A Proximity Extension Assay (PEA)-based method for quantification of bevacizumab.

INTRODUCTION: Proximity Extension Assay (PEA) is a direct one-step protein quantification method using a pair of DNA oligonucleotides linked to antibodies against the target molecule. It requires polyclonal or two monoclonal antibodies (mAbs) that bind to target epitopes close enough to form a DNA duplex which is quantified by real-time PCR. Bevacizumab, an anti-cancer drug, is a mAb against vascular endothelial growth factor with common cardiovascular adverse effects. It is widely used off-label to treat neovascular eye disorders by intravitreal application of small doses. Even then, certain amount reaches systemic circulation which is considered relevant regarding safety. We aimed to set-up a PEA-based assay for bevacizumab in human plasma and to preliminary evaluate it in patients treated intravitreally.

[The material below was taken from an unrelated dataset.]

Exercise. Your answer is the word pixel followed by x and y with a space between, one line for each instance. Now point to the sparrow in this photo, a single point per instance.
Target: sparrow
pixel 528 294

METHODS: We tested (PEA, quantitative PCR) several combinations of commercial mAbs and a Fab fragment against bevacizumab. The best combination was used to quantify bevacizumab in three patients donating plasma before and 24 h after the first intravitreal injection.

RESULTS: A combination of a mAb and a Fab fragment (HCA184 and HCA182, Bio-Rad Laboratories, Inc.) performed best: standard curve R2 0.98, linear dynamic range 1-1000 pM, lower limit of quantification 1 pM (149 pg/mL) and a satisfactory precision (coefficient of variation 12%). All pre-dose patient concentrations were zero, while post-dose concentrations were 10.94, 13.73 and 55.49 ng/mL, in line with previous reports.

DISCUSSION: This is the first set-up of a PEA-based assay for quantification of bevacizumab in human plasma. Its good performance and high sensitivity support further evaluation for potential uses particularly when the expected concentrations are low.